JAKARTA – Lari merupakan jenis olahraga yang tersebut memiliki faedah terhadap kemampuan fisik jantung. Pasalnya, olahraga satu ini mampu meningkatkan detak jantung lalu fungsi pompa jantung, sehingga darah dapat tersalurkan ke seluruh tubuh lalu sirkulasi darah meningkat.
Hal ini tentu bermanfaat untuk meningkatkan kekuatan otot jantung, menurunkan risiko pembekuan darah, juga mengoptimalkan fungsi jantung. Bahkan, sebagian penelitian menunjukkan bahwa orang yang rutin berolahraga lari mempunyai risiko yang mana lebih besar rendah terkena penyakit jantung.

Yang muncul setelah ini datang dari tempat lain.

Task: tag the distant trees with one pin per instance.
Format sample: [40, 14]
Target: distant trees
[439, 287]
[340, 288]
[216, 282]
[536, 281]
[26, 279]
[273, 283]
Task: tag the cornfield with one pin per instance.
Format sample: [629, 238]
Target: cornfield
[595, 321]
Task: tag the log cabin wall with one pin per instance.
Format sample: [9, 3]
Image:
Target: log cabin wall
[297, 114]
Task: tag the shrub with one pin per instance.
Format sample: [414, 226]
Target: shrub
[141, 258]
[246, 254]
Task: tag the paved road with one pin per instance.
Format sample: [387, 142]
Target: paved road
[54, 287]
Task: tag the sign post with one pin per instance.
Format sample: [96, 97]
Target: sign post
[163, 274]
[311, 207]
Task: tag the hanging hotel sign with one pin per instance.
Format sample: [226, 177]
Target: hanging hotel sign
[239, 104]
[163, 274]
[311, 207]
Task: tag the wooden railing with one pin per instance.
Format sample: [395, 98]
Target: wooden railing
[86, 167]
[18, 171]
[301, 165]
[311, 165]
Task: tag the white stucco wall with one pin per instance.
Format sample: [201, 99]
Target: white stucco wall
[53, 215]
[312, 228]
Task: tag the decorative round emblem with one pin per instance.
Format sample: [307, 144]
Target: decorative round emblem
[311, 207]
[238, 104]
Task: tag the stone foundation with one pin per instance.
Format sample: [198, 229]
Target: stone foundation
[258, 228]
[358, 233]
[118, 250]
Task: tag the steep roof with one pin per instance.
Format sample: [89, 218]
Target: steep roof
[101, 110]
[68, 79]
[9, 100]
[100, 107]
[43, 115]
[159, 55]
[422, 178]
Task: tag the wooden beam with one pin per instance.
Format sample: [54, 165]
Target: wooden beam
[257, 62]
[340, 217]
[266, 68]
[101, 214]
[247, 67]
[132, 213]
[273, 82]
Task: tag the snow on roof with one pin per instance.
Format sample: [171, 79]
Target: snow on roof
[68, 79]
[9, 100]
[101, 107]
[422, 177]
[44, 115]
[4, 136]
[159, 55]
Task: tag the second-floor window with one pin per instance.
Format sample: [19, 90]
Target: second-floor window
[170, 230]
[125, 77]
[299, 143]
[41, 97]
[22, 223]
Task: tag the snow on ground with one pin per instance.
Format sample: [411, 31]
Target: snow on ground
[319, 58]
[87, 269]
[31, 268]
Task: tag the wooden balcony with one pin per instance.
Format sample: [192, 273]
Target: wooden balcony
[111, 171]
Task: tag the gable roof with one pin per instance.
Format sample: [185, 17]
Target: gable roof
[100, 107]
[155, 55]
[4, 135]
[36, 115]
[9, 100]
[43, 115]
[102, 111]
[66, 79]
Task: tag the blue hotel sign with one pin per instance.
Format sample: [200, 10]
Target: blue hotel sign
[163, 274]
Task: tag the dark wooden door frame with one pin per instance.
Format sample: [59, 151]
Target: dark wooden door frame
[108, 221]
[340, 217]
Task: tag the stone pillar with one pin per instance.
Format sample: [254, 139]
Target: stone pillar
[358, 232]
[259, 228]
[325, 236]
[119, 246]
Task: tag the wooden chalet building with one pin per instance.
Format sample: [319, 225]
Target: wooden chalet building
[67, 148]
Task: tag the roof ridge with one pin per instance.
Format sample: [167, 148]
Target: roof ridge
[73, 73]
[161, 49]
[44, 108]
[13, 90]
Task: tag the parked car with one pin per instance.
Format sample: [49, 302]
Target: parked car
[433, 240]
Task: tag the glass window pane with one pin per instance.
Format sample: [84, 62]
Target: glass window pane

Meski begitu, masih sejumlah anggapan yang digunakan beredar bahwa orang yang dimaksud telah terjadi mempunyai riwayat penyakit jantung sebaiknya menghindari olahraga lari. Benarkah demikian? Berikut ulasannya, mengutip dari berbagai sumber.
Pada prinsipnya, olahraga adalah salah satu cara menjaga dari berbagai macam penyakit jantung, bukan terkecuali lari. Namun olahraga ada aturannya.
Orang tidaklah mampu sembarangan berolahraga, teristimewa bila ada kondisi medis tertentu yang tersebut mampu terpicu akibat aktivitas olahraga yang tersebut dilakukan.
Orang yang digunakan berisiko terkena serangan jantung ketika berolahraga umumnya memang sebenarnya sudah ada mengidap penyakit jantung juga pembuluh darah sebelumnya. Menurut sebagian penelitian, olahraga rutin bisa jadi menguatkan jantung serta menurunkan risiko permasalahan kardiovaskular. Tapi olahraga berlebihan, salah satunya lari, akan meningkatkan risiko serangan jantung dan juga henti jantung mendadak.
Hal ini khususnya berlaku buat orang-orang yang dimaksud punya risiko serangan jantung sebelumnya, baik akibat gaya hidup kurang sehat maupun faktor keturunan.
Sebuah penelitian terhadap beberapa orang pelari maraton menemukan bahwa darah merek mengandung penanda biologis (biomarker) yang terkait dengan kehancuran jantung. Temuan ini didapatkan setelahnya para pelari menuntaskan lomba lari ekstrem. Indikator kerusakan jantung itu biasanya sirna dengan sendirinya.
Namun, bila jantung mengalami tekanan fisik berulang, kehancuran yang tersebut temporer bisa saja mengakibatkan pembaharuan fisik pada jantung, misalnya dinding jantung lebih lanjut tebal atau terbentuk luka pada jantung.